Cell Wall Metabolism in Ripening Fruit (VII. Biologically Active Pectin Oligomers in Ripening Tomato (Lycopersicon esculentum Mill.) Fruits)

Melotto, E..; Greve, L..C..; Labavitch, J..M..

Plant Physiology 106(2): 575-581


ISSN/ISBN: 0032-0889
PMID: 12232350
DOI: 10.2307/4276092
Accession: 002575088

A water-soluble, ethanol-insoluble extract of autolytically inactive tomato (Lycopersicon esculentum Mill.) pericarp tissue contains a series of galacturonic acid-conbining (pectic) oligosaccharides that will elicit a transient increase in ethylene biosynthesis when applied to pericarp discs cut from mature green fruit.

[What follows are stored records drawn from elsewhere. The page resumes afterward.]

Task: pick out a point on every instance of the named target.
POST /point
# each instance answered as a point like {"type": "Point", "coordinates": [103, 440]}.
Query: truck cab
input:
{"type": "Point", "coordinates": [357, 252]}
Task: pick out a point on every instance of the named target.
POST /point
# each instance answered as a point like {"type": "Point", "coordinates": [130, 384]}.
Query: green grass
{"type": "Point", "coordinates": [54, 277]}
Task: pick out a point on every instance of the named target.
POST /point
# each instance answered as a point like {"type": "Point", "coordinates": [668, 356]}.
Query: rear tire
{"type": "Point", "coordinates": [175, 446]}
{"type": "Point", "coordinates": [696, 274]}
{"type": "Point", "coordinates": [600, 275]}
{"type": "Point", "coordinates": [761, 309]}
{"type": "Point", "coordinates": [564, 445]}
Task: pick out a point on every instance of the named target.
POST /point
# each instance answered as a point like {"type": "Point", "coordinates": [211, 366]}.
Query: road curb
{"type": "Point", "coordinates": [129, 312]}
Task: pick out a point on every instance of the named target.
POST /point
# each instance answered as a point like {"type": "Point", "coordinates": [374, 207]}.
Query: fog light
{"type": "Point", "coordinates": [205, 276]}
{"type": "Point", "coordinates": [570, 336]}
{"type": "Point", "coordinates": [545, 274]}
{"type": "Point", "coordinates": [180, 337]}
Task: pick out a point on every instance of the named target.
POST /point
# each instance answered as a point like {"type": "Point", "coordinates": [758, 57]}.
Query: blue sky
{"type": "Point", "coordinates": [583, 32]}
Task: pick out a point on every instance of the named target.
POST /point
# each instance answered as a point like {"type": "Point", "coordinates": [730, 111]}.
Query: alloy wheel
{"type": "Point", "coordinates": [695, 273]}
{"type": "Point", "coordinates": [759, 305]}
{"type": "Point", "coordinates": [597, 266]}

The concentration of these oligosaccharides in extracts (2.2 micrograms/g fresh weight) is in excess of that required to promote ethylene synthesis. Oligomers in extracts of ripening fruits were partially purified by preparative high-performance liquid chromatography, and their compositions are described. Pectins were extracted from cell walls prepared from mature green fruit using chelator and Na2CO3 solutions. These pectins are not active in eliciting ethylene synthesis. However, treatment of the Na2CO3-soluble, but not the chelator-soluble, pectin with pure tomato polygalacturonase 1 generates oligomers that are similar to those extracted from ripening fruit (according to high-performance liquid chromatography analysis) and are active as elicitors. The possibility that pectin-derived oligomers are endogenous regulators of ripening is discussed.